Eine Woche !

Jeden Samstag finden hier Tanz- und Malstunden statt. Allerdings habe ich den Eindruck, dass das weniger mit NOSKK zu tun hat und sie nur die Räume dafür stellen. Um 15 Uhr war die Tanzstunde: Ungefähr 15 Mädchen nahmen teil, die für den Tanzunterricht auch Geld bezahlen. Zuerst dehnten sie sich und übten verschiedene Haltungen (ähnlich wie im Ballet nur mit den berühmten indischen Handhaltungen). Dann übten die Kinder eingeübte Choreografien, die schon sehr gut aussahen. Ich hoffe, dass ich nächste Woche vielleicht ein bisschen selber mitmachen kann. Direkt im Anschluss kam ein Maler, der Kunst wohl auch studiert hat und ein eigenes Atelier besitzt, der mit ziemlich vielen Kindern gemalt hat. Dabei hat er selber ein Bild gemalt, dass die Kinder dann abgemalt haben. Die Kinder waren sehr interressiert an mir und wollten alle, dass ich ihnen auf ihrem Block eine Unterschrift gebe. Außerdem haben die Kinder aus dem Tanzkurs auch versucht mit mir zu tanzen, was sehr lustig war. Diese Kinder hier waren viel aufgeschlossener als die, die ich sonst draußen gesehen habe.

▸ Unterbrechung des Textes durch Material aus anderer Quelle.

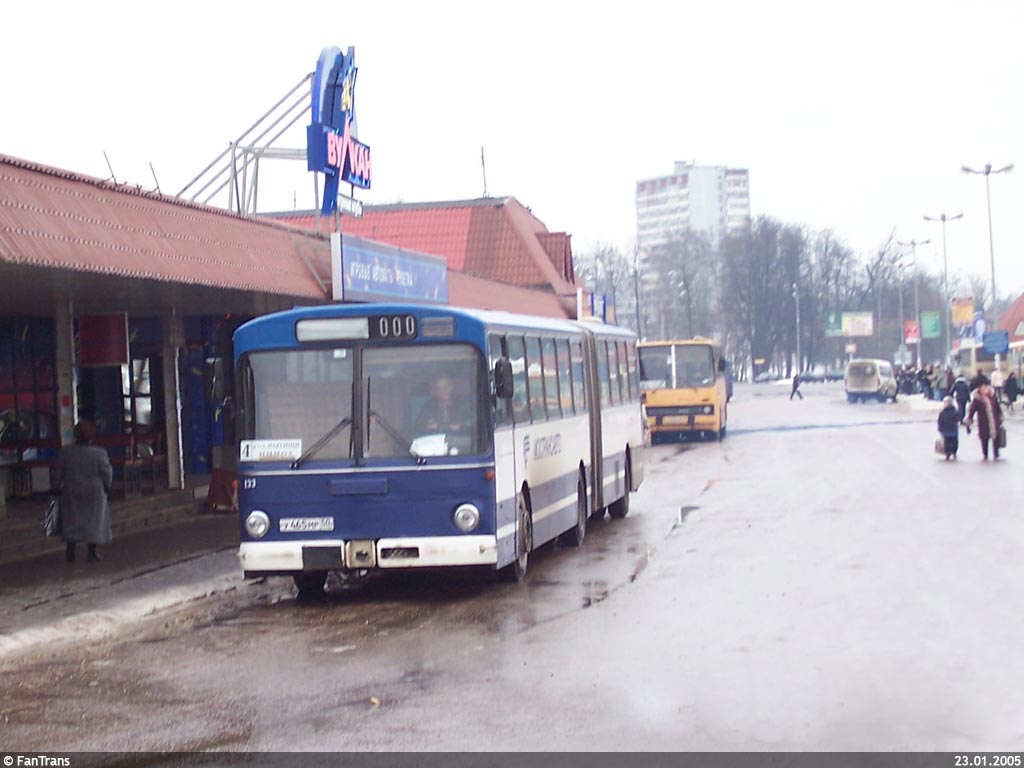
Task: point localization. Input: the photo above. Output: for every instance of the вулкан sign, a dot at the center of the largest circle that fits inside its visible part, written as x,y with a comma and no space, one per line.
332,146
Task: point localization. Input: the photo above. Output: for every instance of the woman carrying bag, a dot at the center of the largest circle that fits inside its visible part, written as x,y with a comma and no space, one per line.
82,479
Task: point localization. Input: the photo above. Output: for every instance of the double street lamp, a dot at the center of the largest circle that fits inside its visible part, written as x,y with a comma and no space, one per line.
986,172
945,274
916,299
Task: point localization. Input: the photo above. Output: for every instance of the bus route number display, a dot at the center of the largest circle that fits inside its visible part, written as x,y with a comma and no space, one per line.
392,328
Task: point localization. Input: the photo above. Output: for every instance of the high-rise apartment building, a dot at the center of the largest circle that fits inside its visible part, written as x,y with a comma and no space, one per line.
711,200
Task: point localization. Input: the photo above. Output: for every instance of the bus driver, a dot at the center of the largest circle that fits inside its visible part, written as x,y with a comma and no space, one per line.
440,413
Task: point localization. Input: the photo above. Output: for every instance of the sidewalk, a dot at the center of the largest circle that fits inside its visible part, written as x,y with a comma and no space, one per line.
46,600
22,519
164,552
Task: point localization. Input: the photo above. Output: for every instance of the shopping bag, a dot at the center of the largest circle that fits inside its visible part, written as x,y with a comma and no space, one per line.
52,521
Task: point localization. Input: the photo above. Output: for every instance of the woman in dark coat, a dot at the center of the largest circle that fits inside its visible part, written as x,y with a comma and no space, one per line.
82,478
949,422
986,408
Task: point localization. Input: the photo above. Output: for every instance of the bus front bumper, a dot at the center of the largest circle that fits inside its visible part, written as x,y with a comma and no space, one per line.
261,558
691,422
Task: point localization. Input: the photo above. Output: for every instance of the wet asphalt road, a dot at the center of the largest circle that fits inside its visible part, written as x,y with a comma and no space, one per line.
818,581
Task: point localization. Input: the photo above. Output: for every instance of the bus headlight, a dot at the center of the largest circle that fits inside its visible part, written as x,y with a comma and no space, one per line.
466,517
257,523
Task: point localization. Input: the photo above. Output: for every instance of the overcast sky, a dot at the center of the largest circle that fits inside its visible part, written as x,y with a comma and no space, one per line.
853,117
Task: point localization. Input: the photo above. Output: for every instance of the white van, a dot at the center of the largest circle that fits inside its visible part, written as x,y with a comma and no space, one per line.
870,380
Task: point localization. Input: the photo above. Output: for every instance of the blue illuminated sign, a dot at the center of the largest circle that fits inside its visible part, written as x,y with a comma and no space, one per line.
332,146
367,270
996,342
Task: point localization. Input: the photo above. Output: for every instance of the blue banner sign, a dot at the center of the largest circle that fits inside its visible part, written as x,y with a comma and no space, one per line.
996,342
367,270
332,146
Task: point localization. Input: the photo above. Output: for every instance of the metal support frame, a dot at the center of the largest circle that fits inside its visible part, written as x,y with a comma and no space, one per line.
237,168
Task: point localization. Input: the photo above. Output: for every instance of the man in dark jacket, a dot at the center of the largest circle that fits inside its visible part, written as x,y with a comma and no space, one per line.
949,421
962,391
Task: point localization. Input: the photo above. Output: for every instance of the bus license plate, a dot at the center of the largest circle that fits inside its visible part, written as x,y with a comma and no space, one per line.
305,524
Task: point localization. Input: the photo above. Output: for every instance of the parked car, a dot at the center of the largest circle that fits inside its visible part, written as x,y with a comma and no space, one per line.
868,379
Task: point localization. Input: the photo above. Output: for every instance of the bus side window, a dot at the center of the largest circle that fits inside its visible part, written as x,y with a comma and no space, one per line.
616,394
520,402
579,386
564,377
535,376
624,374
554,407
502,416
602,372
631,369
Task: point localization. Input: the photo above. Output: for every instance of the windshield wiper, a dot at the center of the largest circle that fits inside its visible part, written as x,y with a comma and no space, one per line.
310,452
393,433
373,416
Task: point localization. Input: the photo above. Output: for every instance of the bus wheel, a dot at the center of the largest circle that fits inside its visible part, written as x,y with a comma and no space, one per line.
523,543
310,585
573,537
621,507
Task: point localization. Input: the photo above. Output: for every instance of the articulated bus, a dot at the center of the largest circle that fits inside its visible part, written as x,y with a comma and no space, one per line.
381,436
972,357
684,387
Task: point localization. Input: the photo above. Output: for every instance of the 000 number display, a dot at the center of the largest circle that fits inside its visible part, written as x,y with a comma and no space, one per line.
392,327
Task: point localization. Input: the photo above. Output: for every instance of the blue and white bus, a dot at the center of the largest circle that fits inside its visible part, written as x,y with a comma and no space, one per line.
401,436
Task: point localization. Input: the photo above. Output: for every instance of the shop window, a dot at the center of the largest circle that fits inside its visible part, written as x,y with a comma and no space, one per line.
136,388
28,382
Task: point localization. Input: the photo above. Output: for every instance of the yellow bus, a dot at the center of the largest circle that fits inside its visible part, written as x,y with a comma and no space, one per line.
684,388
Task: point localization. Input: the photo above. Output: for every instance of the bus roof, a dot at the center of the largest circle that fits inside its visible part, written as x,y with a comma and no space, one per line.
670,342
278,330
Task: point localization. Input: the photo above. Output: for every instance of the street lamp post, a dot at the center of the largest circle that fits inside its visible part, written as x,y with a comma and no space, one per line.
796,298
916,299
945,278
988,200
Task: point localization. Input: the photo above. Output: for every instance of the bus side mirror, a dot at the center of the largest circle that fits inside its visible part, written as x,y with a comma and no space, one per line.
215,379
503,378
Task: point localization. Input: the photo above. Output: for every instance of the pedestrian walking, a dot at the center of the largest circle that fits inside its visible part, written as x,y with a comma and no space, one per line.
996,383
949,421
82,478
986,408
962,393
796,387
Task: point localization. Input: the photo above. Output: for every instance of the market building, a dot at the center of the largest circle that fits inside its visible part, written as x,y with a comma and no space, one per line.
119,304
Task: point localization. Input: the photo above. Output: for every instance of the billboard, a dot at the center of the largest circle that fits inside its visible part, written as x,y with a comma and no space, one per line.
839,325
911,332
834,325
930,325
858,324
332,146
963,310
366,270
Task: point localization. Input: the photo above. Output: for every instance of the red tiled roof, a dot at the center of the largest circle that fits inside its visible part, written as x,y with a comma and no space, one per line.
1013,318
53,218
468,291
493,238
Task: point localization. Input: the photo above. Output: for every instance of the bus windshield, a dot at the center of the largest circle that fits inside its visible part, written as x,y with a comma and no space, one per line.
435,391
676,366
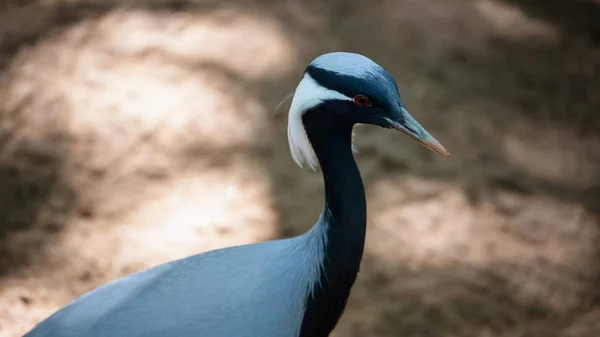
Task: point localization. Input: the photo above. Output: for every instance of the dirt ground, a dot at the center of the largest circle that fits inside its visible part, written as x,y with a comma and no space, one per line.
133,132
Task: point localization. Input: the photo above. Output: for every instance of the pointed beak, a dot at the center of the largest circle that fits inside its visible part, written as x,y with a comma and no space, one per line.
410,127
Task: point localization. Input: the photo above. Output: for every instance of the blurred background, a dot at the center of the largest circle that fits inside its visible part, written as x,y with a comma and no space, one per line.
133,132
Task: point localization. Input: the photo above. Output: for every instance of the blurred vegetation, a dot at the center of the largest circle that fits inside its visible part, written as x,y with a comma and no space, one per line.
133,132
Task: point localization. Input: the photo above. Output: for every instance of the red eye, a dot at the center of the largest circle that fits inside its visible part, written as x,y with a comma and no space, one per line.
361,100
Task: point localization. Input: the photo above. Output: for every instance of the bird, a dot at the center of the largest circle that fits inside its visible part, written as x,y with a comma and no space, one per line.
289,287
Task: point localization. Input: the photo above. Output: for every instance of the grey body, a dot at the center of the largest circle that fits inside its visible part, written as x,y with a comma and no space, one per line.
296,287
244,291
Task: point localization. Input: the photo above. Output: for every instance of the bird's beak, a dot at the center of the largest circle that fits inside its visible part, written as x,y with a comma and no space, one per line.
409,126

Bei NOSKK gab es heute Gerichtstermine, aber das habe ich noch nicht so ganz verstanden. Ich weiß nur, dass jeden Samstag ein Anwalt kommt und dass sich hier lebende Menschen innerhalb der Woche zu einem Gerichtsstermin, der am Samstag statt finden wird, anmelden können. Ich weiß aber nicht genau wie das abläuft, weil ich nichts verstehen konnte. Ich weiß nur, dass ganz viel geredet wird, aber zum Beispiel nicht zu welchen Ergebnissen sie kommen und welche Probleme genau besprochen werden.

Bengalisch zu lernen ist schon ziemlich schwer, auch weil es anders als für Spanisch oder Französisch lernen, erschreckend wenig Lernbücher und dergleichen gibt. Es strengt mich schon ziemlich an jeden Tag entschlüsseln zu müssen, was die Mitarbeiter und Kinder hier sagen und was genau passiert.  Darüberhinaus nehme ich mir zwar für jeden Abend vor Bengali zu lernen, aber wenn es dann mal 19:30 Uhr ist, habe ich viel mehr Lust mich mit Freunden, Familie und anderen Freiwilligen auszutauschen, also zu skypen. Das liegt auch daran, weil meine Konversationen hier aufgrund meines fehlenden Bengali Wortschatzes immer sehr ähnlich sind: Ich komme aus Deutschland, habe keine Geschwister (das versetzt die meisten hier in erstaunen), ich bleibe hier für ein Jahr (ja wirklich ein Jahr!) und das war es dann leider schon. Das frustiert mich schon ein bisschen und ich würde gerne schneller in Bengali besser werden.

Morgen früh bin ich genau schon eine Woche her und ich habe das Gefühl sie ist wie im Flug vergangen. In dieser Woche habe ich noch nicht gearbeitet, sondern in die meisten Bereiche von NOSKK reingeschnupert. Ich bin mal gespannt und hoffe, dass ich in der nächsten Woche auch richtig arbeiten werde und Arbeitsbereiche zugewiesen bekomme. Morgen ist hier Wochenende, dass heißt ich bin hier mit meiner Hausmutter alleine. Ich komme dann morgen hoffentlich zum Wäsche waschen (mit der Hand) und zum Bengali lernen. Auch wenn ich hier noch gar nicht so viel mache außer zu gucken, habe ich doch das Gefühl unter der Woche gar nicht so viel Zeit zu haben.  Ich freue mich sehr über das ganze Feedback, dass ich zu meinem Blog bekomme und freue mich jederzeit über alle Arten von Fragen und Anregungen.

Ich mit einem Paket Binden 

              

 Ich schreibe alles in Lautschrift auf und dann bitte ich eine Person es in Bengali daneben zu schreiben. In dem Fall Farben.

  

Die Kinder beim Malunterricht.


Das hat der Mallehrer an die Tafel gemalt, links das für die jüngeren, rechts für die älteren.